By Chuck Mikolajczak via Yahoo Finance
NEW YORK, Oct 5 (Reuters) – The yield on the benchmark U.S. 10-year Treasury note climbed on Wednesday after two straight days of declines, as economic data failed to reinforce recent hopes the U.S. Federal Reserve might pivot to a less hawkish policy stance.
U.S. economic data over the past two days hinting the labor market and economy were slowing, as well as a surprise move by the Reserve Bank of Australia (RBA) to raise rates by a less-than-expected 25 basis points helped push the yield on the 10-year down nearly 19 basis points as hopes grew the Fed might start to be less aggressive in tightening policy.
The yield on 10-year Treasury notes was up 14.8 basis points to 3.765%.
But on Wednesday, the ADP National Employment report showed private employment rose by 208,000 in September, above the 200,000 estimate of economists polled by Reuters and the 185,000 for August that was revised higher.
In addition, the Institute for Supply Management (ISM) said its non-manufacturing PMI dipped to a reading on 56.7 last month from 56.9 in August, but was above the 56.0 estimate, while its employment gauge jumped up to 53 from 50.2 in the prior month.
“Everyone is praying for bad news, people were happy that there were a million fewer job openings, that is a bad sign,” said Bryce Doty, senior portfolio manager at Sit Fixed Income Advisors in Minneapolis.
“Investors are just white-knuckling it until the Fed kind of gets off their ‘drive the economy into doom’ kind of messaging.”
The yield on the 30-year Treasury bond was up 8.9 basis points to 3.776%.
Investors will get two more looks at the labor market this week in the form of weekly initial jobless claims and the September payrolls report, with soft data likely to be welcomed.
Taking a different path than the RBA, the Reserve Bank of New Zealand (RBNZ) on Wednesday raised rates by 50 basis points to a seven-year high and contemplated whether to hike by 75 basis points, helping to dent hopes for a Fed shift.
The Swiss National Bank is prepared to raise interest rates further to tackle inflation after its recent 75-basis-point hike, SNB Governing Board member Andrea Maechler said.
Despite the hopes for a change in the Fed view, Fed officials have been steadfast in recent comments that the central bank will to take aggressive measures in hiking interest rates to combat rising inflation even after three straight hikes of 75 basis points.
San Francisco Federal Reserve Bank President Mary Daly said on Wednesday that markets are working well and the central bank is “resolute” on raising rates to bring down inflation.
A closely watched part of the U.S. Treasury yield curve measuring the gap between yields on two- and 10-year Treasury notes, seen as a reliable indicator of an economic recession when inverted, was at -41.0 basis points up from -57.85 hit on September 22.

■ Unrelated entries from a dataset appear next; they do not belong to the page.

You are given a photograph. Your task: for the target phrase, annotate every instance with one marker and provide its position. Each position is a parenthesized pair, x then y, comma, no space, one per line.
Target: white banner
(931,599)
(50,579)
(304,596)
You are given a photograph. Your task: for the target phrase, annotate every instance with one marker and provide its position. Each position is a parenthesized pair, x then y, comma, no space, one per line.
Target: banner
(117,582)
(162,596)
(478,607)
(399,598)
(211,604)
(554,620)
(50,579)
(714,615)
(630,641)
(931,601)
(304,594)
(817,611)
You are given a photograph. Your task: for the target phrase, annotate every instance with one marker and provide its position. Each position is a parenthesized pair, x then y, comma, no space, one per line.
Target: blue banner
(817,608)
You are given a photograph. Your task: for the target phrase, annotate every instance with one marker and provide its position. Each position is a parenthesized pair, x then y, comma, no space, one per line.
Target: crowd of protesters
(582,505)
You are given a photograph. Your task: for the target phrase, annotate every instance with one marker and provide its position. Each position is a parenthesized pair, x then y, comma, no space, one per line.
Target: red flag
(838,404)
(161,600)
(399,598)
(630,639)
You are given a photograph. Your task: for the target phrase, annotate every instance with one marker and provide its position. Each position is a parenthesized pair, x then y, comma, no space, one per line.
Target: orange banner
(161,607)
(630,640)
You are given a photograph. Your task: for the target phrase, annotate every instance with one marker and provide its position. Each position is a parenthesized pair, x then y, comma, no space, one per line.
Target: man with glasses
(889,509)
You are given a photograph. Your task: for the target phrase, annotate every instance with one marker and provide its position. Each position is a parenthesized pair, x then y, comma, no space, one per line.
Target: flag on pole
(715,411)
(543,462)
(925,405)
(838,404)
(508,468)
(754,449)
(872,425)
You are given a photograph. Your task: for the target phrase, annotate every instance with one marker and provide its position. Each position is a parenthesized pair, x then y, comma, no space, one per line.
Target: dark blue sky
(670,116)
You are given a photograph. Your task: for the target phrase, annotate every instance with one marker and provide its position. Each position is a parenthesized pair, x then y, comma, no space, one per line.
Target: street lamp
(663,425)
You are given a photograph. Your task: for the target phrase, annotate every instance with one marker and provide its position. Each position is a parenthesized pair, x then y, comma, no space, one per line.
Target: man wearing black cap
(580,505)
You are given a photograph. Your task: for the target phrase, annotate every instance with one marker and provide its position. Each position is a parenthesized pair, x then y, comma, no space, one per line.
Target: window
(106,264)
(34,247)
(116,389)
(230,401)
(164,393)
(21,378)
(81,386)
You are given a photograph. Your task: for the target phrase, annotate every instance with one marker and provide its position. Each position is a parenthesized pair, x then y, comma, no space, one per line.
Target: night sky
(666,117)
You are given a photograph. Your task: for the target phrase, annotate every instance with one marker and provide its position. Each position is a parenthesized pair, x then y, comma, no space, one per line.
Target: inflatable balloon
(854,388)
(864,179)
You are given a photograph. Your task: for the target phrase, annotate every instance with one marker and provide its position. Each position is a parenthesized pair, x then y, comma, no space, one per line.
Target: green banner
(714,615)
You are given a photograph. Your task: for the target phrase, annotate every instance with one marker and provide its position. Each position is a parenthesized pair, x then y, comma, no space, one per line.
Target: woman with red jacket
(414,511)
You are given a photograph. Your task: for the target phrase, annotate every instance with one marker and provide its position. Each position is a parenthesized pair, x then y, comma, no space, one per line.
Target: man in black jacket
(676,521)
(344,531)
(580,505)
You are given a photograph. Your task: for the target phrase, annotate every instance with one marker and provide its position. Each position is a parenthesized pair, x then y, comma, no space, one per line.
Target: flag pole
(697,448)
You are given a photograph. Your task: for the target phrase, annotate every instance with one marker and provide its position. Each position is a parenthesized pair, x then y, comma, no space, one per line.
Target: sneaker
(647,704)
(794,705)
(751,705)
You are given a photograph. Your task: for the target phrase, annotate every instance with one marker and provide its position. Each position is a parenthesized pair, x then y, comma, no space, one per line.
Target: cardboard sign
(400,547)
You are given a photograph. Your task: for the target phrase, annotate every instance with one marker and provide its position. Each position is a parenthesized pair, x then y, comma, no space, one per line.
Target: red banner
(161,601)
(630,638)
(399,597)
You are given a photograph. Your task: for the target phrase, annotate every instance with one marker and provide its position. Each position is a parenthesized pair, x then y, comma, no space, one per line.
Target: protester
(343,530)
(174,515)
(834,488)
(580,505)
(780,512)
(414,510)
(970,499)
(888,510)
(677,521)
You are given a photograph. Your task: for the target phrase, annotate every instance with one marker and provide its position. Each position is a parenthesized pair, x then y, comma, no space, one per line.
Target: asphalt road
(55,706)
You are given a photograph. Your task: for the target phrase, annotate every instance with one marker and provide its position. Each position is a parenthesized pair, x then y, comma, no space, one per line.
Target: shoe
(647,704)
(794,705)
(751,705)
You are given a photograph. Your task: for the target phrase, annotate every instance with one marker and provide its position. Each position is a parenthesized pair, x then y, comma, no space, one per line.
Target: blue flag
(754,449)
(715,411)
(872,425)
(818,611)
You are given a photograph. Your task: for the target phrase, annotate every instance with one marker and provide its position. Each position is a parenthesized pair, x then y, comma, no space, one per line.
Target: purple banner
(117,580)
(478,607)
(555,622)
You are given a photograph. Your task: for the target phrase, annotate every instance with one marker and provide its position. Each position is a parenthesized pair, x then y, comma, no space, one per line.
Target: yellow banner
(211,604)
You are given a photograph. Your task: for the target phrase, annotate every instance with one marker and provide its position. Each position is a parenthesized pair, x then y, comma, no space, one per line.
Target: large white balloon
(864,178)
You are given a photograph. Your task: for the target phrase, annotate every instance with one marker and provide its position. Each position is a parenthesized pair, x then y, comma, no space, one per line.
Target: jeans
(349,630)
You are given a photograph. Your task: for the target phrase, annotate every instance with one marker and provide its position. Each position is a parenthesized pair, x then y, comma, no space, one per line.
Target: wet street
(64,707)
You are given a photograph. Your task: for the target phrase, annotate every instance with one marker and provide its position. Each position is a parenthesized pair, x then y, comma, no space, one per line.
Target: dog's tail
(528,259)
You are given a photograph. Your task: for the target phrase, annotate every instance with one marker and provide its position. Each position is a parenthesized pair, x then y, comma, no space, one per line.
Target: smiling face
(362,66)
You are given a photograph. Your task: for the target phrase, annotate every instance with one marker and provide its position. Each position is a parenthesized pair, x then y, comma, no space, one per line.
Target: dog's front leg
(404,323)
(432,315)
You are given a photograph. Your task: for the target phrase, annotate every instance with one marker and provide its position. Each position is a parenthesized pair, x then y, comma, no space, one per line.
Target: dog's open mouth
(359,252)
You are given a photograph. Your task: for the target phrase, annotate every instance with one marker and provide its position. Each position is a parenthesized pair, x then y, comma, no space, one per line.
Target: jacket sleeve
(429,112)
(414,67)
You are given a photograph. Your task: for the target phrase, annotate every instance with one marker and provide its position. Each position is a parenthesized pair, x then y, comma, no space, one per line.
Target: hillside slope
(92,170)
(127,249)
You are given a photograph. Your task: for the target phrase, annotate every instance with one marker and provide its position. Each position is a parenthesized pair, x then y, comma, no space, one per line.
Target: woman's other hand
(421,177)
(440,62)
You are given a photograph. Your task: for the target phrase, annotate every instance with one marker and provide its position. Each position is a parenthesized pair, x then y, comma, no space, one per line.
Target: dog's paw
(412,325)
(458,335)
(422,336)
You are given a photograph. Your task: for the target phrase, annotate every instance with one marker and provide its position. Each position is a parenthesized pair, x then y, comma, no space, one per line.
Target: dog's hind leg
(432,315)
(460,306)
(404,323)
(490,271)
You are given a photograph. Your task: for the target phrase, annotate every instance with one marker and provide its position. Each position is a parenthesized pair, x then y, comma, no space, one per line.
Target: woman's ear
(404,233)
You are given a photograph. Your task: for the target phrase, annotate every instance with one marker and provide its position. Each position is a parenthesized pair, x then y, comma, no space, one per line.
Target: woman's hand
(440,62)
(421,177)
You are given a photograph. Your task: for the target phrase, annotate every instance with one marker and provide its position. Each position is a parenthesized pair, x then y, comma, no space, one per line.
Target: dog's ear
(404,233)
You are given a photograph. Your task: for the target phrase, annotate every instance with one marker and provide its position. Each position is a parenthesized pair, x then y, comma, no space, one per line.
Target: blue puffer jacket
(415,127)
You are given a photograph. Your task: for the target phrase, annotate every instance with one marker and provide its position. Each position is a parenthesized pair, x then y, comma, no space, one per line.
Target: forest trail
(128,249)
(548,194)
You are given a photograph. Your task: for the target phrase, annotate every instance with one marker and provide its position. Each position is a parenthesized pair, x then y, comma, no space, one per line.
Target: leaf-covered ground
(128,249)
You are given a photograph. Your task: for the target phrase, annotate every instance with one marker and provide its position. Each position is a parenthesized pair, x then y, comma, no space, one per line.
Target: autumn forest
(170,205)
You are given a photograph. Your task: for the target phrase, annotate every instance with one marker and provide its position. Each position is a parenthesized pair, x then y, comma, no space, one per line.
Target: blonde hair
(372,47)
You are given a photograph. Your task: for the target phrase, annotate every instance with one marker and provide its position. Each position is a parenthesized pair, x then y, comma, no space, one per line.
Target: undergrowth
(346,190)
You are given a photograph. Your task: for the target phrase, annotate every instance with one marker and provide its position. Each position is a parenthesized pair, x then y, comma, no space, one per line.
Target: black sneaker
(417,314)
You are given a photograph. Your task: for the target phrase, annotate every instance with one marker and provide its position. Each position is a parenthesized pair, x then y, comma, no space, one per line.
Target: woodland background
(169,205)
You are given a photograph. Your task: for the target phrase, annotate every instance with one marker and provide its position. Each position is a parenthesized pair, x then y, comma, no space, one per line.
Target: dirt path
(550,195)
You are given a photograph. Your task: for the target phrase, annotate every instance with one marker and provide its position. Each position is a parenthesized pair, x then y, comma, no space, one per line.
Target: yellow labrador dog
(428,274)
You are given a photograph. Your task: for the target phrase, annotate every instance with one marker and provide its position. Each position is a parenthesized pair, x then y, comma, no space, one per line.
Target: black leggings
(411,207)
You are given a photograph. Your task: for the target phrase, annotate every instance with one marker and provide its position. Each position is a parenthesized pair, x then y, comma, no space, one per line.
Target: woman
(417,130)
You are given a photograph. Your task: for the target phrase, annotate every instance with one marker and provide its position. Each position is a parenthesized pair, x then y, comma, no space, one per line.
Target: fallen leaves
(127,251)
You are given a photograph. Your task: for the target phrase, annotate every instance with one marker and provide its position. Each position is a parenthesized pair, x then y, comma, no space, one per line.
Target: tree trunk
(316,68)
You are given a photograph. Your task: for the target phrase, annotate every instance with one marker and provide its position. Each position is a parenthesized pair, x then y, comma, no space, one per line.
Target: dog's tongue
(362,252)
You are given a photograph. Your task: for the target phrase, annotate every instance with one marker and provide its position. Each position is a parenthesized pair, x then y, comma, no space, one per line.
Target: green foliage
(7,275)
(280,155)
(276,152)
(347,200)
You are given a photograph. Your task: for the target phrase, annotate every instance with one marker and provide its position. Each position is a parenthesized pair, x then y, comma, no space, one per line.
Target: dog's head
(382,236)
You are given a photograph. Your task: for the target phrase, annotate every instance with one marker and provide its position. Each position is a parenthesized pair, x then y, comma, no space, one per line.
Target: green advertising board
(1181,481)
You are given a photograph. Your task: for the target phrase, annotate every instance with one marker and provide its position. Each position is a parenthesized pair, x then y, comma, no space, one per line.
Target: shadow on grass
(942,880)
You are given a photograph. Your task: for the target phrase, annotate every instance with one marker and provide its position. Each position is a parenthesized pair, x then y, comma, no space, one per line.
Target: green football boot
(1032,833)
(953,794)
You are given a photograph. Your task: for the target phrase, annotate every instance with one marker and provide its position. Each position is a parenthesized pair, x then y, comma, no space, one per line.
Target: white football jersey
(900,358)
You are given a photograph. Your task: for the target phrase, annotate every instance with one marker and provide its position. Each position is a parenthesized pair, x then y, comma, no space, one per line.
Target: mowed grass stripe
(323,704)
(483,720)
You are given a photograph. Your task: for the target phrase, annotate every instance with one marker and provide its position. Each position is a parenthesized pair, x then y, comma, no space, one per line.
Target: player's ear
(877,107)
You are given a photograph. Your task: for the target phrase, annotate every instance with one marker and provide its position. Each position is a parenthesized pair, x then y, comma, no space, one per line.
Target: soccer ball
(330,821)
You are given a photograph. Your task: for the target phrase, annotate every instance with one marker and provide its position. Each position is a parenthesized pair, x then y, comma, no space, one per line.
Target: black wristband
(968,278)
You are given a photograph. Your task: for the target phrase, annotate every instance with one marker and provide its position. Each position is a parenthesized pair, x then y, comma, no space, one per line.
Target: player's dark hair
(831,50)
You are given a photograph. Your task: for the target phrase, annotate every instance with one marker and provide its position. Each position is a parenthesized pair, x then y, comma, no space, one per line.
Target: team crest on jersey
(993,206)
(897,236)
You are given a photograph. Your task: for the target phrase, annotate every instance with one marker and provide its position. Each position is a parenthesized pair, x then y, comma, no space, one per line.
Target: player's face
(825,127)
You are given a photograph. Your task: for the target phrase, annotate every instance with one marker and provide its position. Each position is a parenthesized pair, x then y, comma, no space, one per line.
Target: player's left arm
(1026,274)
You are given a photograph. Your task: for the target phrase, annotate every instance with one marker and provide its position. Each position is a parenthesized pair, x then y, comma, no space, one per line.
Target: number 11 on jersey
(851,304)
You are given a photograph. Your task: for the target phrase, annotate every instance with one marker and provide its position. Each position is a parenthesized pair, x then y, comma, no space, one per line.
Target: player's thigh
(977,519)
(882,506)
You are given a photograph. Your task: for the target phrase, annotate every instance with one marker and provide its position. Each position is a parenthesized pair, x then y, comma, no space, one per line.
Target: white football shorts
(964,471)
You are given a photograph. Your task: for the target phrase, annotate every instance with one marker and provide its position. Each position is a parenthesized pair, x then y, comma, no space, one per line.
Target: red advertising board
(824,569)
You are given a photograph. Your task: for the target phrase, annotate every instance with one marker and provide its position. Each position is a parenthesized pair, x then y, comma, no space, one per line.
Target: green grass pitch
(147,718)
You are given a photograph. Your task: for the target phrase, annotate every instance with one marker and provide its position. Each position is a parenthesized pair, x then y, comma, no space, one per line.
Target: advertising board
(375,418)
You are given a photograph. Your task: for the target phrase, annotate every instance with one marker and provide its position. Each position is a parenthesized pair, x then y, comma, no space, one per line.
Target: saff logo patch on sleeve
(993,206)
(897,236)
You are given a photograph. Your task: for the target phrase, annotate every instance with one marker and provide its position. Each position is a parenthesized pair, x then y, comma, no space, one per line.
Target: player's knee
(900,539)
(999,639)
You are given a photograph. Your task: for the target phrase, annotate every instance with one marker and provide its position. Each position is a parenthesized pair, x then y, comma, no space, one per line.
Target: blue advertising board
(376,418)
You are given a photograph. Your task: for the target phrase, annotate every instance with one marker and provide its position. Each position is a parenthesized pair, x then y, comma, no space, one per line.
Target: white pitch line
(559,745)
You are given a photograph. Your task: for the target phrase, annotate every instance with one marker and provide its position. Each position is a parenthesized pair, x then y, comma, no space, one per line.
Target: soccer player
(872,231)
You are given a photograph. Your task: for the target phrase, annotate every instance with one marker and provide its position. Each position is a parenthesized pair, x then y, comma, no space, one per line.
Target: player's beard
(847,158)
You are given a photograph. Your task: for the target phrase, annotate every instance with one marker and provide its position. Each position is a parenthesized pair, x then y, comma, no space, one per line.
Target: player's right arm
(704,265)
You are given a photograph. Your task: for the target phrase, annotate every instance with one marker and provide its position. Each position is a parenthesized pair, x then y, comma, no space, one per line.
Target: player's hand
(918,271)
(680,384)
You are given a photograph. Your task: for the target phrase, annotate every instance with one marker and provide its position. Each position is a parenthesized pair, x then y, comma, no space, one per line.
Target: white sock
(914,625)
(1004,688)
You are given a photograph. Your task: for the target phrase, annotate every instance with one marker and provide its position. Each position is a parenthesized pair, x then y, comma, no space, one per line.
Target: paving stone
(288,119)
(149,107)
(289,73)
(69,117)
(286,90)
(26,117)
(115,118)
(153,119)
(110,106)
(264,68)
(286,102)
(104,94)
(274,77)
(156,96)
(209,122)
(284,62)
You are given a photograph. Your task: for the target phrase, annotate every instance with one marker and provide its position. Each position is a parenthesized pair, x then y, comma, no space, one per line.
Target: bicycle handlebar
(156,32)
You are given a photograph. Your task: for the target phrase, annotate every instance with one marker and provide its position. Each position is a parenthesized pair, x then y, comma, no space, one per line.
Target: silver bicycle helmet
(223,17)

The two-year U.S. Treasury yield, which typically moves in step with interest rate expectations, was up 7.6 basis points at 4.173%.
The breakeven rate on five-year U.S. Treasury Inflation-Protected Securities (TIPS) was last at 2.316%, after closing at 2.34% on Tuesday.
The 10-year TIPS breakeven rate was last at 2.23%, indicating the market sees inflation averaging 2.2% a year for the next decade.